Doug: This is encouraging, especially given that they’re going to be taking care of us in a few years. So can you explain some of the opportunities that millennials have to improve their financial situation?
Kelly: Yeah, and this is actually an interesting one, because we found that 57 percent of millennials do have some sort of investment account. However, less than 10 percent of millennials consider themselves to be an investor. They’re viewing themselves more as a saver. So many are taking the opportunity of investing to help grow their money, but they’re really not seeing it that way.
So partially it’s about just helping to shift that mindset, but also educating this group on the benefits of investing for those longer term goals, and for your future.
Doug: So what steps can they take to make sure that they’re on track?
Kelly: Yeah, and this is a great question. We actually boiled it down to four. So the first is set your goals. So think about those financial goals and create a plan to help you achieve them.
The second is practice mindful spending. We all live lives that align with our priorities and value, and if you think about it, that’s how we should be spending our money as well. Fidelity’s budgetary guidelines actually recommend that about 30 percent of your paycheck can go to these discretionary expenses. So take a look at those dollars and really make sure you’re spending on the things that truly make you happy.
Now number three, this is an important one. And this is about setting boundaries. Now it’s human nature to compare ourselves to our peers and others. And according to our research, 20 percent of millennials said it was that fear of missing out, the FOMO, that was causing them to splurge.
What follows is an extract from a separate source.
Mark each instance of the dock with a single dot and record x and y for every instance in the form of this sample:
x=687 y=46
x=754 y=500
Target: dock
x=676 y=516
Digging even deeper, over 60 percent of millennials said that social media had a very negative influence on their financial well-being. So Doug, to put it bluntly, the FOMO is real. And we get it, social media can be a distraction for people of all ages, especially given how connected we all are. But you must stick to those goals, and like we already talked about, spend money on the things that are making you, and you alone, happy.
And the fourth is never hesitate to ask for help. Whether you’re someone who may just be starting out, or possibly someone who may have veered off track, turn to those close friends, family members, or partners to help get you back on that right path.
Doug: Makes all the sense in the world. This non-millennials’ learned a thing or two with this interview, much appreciated.
These tips and these tools, where can we find them?
Kelly: Yes. Check out fidelity.com/stack for additional tips.
Doug: All right, Kelly, thank you and your firm. Much appreciated.
Kelly: Thank you Doug, have a good rest of your day.
Doug: We’re back with more Good Day Kentucky, right after this.